Big changes in the eddie.com world. After freelancing as a videographer, producer & consultant for the last few years, I’ve settled down as the Head of Production Services for a little outfit called Ustream. Maybe you’ve heard of them. They’re one of the big players in the live video streaming space (what was once called webcasting back in 1.0 days). Rappers love ’em. So do tech conferences. I just finished up streaming the LeWeb conference in Paris, my first trip as an employee. I’ve worked with Ustream a bunch over the past year in a consulting capacity, which has been a lot of fun.
So what does a Head of Production Services do? I’m still trying to figure that out.
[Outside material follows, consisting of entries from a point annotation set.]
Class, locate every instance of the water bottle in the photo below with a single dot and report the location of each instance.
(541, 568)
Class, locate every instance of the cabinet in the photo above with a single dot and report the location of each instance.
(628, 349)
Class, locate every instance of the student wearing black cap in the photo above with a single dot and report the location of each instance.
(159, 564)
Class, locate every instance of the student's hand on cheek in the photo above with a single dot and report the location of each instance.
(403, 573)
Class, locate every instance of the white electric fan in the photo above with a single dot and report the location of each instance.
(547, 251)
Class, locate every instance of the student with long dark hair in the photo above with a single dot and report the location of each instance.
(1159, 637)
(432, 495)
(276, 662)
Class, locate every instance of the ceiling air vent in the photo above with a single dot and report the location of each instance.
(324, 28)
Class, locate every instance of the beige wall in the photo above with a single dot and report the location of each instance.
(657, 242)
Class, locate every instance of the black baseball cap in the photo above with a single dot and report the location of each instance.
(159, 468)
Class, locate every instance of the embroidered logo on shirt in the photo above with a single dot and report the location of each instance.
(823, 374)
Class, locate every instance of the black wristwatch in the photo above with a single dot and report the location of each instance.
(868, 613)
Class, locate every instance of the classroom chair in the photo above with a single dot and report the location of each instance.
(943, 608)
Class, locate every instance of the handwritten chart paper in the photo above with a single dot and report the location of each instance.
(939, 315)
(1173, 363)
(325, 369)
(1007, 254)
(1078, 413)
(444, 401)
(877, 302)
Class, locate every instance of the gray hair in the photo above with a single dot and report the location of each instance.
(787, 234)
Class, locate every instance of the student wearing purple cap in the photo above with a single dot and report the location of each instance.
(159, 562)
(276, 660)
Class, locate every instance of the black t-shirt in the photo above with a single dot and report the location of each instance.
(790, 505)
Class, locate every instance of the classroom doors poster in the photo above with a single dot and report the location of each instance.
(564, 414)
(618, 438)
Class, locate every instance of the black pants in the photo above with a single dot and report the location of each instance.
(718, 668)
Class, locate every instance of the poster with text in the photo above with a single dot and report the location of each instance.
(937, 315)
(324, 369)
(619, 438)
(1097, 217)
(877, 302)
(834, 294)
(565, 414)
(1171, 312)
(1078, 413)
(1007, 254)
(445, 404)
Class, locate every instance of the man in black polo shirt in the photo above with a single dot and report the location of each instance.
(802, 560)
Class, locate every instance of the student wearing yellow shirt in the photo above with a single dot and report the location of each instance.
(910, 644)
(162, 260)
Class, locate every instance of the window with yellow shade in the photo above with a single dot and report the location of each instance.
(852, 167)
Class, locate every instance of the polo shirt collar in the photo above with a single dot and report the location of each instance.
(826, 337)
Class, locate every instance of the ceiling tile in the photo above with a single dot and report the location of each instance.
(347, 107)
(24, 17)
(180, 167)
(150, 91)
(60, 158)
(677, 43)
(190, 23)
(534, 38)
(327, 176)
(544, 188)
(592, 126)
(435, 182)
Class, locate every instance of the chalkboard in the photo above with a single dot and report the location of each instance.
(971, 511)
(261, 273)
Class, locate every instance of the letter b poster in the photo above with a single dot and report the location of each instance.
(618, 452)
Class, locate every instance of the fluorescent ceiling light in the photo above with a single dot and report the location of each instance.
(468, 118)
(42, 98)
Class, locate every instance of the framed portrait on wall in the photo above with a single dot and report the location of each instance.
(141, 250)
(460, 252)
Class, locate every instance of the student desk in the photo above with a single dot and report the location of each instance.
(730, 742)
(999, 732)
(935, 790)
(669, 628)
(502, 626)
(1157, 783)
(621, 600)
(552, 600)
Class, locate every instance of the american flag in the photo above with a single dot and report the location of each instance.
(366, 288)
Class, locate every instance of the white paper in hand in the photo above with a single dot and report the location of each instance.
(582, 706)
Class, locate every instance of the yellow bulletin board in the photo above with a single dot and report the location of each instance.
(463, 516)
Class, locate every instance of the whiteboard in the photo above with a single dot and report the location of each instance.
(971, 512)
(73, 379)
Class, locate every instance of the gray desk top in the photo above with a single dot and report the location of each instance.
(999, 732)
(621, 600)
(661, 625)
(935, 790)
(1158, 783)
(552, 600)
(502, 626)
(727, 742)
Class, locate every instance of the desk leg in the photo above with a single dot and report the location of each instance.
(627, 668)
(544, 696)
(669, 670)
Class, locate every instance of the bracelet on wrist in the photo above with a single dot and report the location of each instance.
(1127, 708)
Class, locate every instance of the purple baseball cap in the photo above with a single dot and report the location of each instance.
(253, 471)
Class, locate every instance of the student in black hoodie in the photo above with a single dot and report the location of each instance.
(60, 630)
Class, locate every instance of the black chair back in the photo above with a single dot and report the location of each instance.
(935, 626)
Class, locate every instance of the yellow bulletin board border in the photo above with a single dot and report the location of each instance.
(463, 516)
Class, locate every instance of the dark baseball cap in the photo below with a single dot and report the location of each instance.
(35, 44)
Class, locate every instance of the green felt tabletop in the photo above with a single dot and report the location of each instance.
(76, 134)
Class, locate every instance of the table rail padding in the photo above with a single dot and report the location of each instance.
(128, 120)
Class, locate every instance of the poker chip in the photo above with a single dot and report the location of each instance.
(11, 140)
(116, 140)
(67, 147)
What I do know is that it’ll involve servicing the many requests we get for help from our customers. Ustream is super easy to use and free for anyone, though many people need or want a bit of extra help. Production Services will be that. You’ll be able to hire Ustream “certified” professionals to come out and make sure your event goes off without a hitch. You’ll hear more about that over the coming months as we get things figured out.
For me, this seems like a natural progression of things I’ve been doing over the past 10 years. Back in the early 2000’s, I worked for a small startup called Fast Forward Networks that had created an innovative platform for scaling live broadcasts across the Internet. Think multicast at the application layer. It worked pretty well and we had some early successes selling to CDNs, broadcasting the Super Bowl and a Madonna concert. That startup was acquired by Inktomi right before the dot-com crash. This meant a 1000+ person company was soon reduced to less than 100 and firesaled off to Yahoo! in 2003.
On the cusp of 2010, live Internet broadcasting is doing damn fine. It’s become disruptive and the major old-school TV broadcasters have a lot to fear. Some of the fundamental technologies have changed, such as Flash video being the ubiquitous way of viewing Internet video. Back in 1.0 days it was all about RealNetworks, Quicktime and Windows Media. Codec and platform compatibility problems were the norm and end-user bandwidth simply wasn’t there to provide the YouTube & Hulu like experience we have today. We’ve come a long way in 10 years and I have no doubt the next 10 years will be exponentially more interesting. I predict by 2020 all TV media consumption will be Internet based, cable will be dead, DVDs will be a relic and satellite will just be another avenue for delivering Internet. From where I’m sitting, that looks pretty good.